Incidentally, when we examined the habits of the highest scorers on the 100% Health Check, 85% took supplements, two thirds took up to four different supplements a day and a third took five or more a day. Seventy per cent supplemented vitamin C as an extra, most taking between 500mg and 3g a day. I take five supplements twice a day. Here’s why and what to look out for in your daily supplement regime.


At ION we researched the optimal level of all essential vitamins and minerals and developed the Optimum Daily Amount (ODA). This is not what you need to supplement because, of course, you need to subtract what you can get from a good diet. For example, it is crazy to take an ‘RDA’ multivitamin and mineral because that would assume, if you believe that the RDA levels are enough, that you are eating nothing. For example, the RDA of calcium is 800mg, but the average person takes in 900mg from diet. So, why supplement any? The ODA is 1,000mg, or 1,200mg if you are older, and if you eat a reasonably healthy diet but with less dairy you’ll achieve 800mg from your food, so it’s worth supplementing 200 (if you’re younger) to 400mg (if you’re older).

The main shortfalls of multivitamins and minerals are the ‘big’ minerals. Few give you 200mg of calcium, and even fewer give you 150mg of magnesium, which is the shortfall between ODA (500mg) and what a good diet can give you (350mg). Other minerals like chromium, molybdenum and boron are often left out because there is no established RDA yet.

Another vitamin that is often undersupplied is vitamin D. Scandinavain countries have doubled the basic RDA from 5 to 10mcg, but my research shows that 15mcg (600iu) is optimal, backed up with eating oily fish, eggs and getting some sun exposure, which can give you a further 15mcg.
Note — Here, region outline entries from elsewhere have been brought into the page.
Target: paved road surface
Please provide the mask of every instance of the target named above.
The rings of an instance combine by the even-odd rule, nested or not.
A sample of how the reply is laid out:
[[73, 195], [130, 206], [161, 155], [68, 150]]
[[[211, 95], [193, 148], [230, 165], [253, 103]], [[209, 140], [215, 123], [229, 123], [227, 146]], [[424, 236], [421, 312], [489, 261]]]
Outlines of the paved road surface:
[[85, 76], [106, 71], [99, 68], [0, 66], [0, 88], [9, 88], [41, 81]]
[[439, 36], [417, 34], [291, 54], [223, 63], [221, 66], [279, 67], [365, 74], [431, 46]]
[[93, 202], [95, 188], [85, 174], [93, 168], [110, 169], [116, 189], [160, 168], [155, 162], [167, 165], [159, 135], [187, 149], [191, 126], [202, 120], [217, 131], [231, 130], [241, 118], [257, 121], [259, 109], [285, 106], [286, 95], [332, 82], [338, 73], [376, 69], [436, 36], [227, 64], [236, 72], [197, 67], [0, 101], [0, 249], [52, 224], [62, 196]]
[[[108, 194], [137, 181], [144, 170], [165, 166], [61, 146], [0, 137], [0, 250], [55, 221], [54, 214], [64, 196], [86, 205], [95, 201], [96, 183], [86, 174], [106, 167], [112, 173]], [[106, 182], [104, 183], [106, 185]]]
The ODA is 30mcg.

Check out the multi you are taking which should, in any event, be taken twice a day since most vitamins are water-soluble and in and out of the body within 6 hours.
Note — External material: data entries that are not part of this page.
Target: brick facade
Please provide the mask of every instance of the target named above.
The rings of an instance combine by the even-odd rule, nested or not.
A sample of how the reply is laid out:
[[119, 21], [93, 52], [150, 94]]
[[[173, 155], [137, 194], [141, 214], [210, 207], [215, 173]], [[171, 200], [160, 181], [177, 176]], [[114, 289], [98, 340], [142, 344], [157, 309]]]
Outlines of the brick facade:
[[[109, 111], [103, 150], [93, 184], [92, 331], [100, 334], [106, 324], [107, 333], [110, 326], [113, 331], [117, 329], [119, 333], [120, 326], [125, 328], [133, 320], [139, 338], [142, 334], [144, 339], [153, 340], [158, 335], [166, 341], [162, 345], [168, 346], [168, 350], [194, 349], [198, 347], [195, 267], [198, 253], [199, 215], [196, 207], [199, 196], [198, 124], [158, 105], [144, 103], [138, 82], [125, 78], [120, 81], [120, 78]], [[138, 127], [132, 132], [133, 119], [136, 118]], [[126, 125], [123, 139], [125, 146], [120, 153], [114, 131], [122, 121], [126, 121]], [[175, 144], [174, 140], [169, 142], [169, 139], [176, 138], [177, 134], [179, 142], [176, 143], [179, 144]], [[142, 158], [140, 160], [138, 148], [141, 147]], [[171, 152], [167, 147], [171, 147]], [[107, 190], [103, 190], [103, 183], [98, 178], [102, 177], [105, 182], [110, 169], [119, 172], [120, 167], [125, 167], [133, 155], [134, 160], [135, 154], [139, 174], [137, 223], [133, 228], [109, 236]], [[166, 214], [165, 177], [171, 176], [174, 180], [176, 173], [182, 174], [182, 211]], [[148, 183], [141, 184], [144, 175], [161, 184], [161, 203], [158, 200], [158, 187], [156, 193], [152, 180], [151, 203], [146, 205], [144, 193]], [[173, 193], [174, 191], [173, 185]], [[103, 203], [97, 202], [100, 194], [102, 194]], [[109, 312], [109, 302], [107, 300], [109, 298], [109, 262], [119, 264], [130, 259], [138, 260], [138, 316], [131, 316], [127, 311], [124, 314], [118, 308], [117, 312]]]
How much vitamin C do you really need? I explored this and wrote about it in Issue 82 of my newsletter, available to 100% Health Club members. Based on the evidence, the most conservative view would be 400mg a day although there is good reason to take in 2,000mg a day, especially if you are older.

Now, that’s way too much to put in a multi, hence the need for a stand alone vitamin C supplement of 900mg, taken twice a day. I take one with extra black elderberry, bilberry, zinc and ginger because, if you get a cold and bump up the dose, these can help.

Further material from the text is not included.